Evans durmió un rato con sueño inquieto; le dolía todo el cuerpo. No encontraba una posición cómoda. De manera intermitente, despertaba aturdido. En una de esas ocasiones le pareció oír a Kenner hablar con Sarah.

—Recordemos dónde vivimos —decía Kenner—. Vivimos en el tercer planeta de un sol de tamaño medio. Nuestro planeta tiene una antigüedad de cinco mil millones de años, y durante todo ese tiempo ha cambiado continuamente. La Tierra va ya por su tercera atmósfera.

»La primera atmósfera se componía de helio e hidrógeno. Se disipó muy pronto debido a las altas temperaturas del planeta. Más tarde, cuando el planeta se enfrió, las erupciones volcánicas produjeron una segunda atmósfera de vapor y dióxido de carbono. Después el vapor de agua se condensó y formó los océanos que cubren la mayor parte del planeta. Luego, hace unos tres mil millones de años, ciertas bacterias evolucionaron y empezaron a consumir dióxido de carbono y a excretar un gas sumamente tóxico, el oxígeno. Otras bacterias liberaban nitrógeno. La concentración atmosférica de estos gases aumentó lentamente. Los organismos que no pudieron adaptarse se extinguieron.

»Entretanto, las masas de tierra del planeta, flotando sobre enormes placas tectónicas, se unieron finalmente en una configuración que obstaculizó la circulación de las corrientes marinas. El planeta empezó a enfriarse por primera vez. El hielo apareció hace dos mil millones de años.

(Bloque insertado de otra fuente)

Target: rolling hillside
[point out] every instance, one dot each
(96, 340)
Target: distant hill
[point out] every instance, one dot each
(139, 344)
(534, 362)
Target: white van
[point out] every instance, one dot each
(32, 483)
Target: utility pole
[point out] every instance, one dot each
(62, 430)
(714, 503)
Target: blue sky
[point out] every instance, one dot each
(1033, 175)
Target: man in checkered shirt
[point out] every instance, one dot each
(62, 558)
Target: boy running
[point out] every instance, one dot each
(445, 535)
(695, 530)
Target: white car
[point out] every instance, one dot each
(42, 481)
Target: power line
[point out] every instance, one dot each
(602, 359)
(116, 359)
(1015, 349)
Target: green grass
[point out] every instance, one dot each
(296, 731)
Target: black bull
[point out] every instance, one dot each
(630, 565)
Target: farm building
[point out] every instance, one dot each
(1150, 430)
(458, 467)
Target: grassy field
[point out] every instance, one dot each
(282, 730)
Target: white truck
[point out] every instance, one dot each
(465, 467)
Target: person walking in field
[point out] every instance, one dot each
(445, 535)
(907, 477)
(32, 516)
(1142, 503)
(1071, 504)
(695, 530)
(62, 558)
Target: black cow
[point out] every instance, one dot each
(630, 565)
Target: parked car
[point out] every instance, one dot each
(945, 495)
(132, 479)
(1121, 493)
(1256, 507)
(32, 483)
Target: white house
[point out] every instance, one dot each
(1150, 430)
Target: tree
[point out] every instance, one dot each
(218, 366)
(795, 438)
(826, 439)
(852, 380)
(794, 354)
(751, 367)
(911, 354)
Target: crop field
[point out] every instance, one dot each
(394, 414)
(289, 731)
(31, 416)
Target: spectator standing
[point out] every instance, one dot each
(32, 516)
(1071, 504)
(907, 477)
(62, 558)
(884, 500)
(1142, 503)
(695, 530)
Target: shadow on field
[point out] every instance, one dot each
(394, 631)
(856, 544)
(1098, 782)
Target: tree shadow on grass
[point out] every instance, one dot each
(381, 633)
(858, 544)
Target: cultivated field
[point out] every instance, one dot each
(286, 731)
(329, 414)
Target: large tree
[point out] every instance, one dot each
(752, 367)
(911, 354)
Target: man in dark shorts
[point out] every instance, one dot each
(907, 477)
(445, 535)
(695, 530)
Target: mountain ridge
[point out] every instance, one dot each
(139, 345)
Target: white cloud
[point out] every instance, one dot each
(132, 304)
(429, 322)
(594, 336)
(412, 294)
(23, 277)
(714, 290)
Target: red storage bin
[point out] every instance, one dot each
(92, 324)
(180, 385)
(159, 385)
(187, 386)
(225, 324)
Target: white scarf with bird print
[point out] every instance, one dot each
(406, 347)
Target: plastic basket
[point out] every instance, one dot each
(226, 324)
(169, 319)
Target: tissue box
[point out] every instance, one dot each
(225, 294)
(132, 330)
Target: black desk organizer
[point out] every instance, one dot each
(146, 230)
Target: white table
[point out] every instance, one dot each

»Y durante los últimos setecientos mil años nuestro planeta ha experimentado una glaciación geológica, caracterizada por el avance y el retroceso del hielo glacial. Nadie sabe con certeza la razón, pero ahora el hielo cubre el planeta cada cien mil años, con avances de menor magnitud cada veinte mil aproximadamente. El último avance se produjo hace veinte mil años, así que vamos camino del siguiente.

»Incluso hoy, después de cinco mil millones de años, nuestro planeta mantiene una actividad asombrosa. Existen quinientos volcanes y se produce una erupción cada dos semanas. Los terremotos son continuos: un millón y medio cada año, con un temblor moderado de magnitud cinco en la escala de Richter cada seis horas y uno mayor cada diez días. Los tsunamis atraviesan el océano Pacífico cada tres meses.

»Nuestra atmósfera es tan violenta como la tierra que se extiende bajo ella. Y en cualquier momento dado se producen simultáneamente mil quinientas tormentas eléctricas en el planeta. Once rayos caen en la tierra cada segundo. Un tornado se abre paso por la superficie cada seis horas. Y cada cuatro días una tormenta ciclónica gigantesca, de cientos de kilómetros de diámetro, gira sobre el mar y causa estragos en la tierra.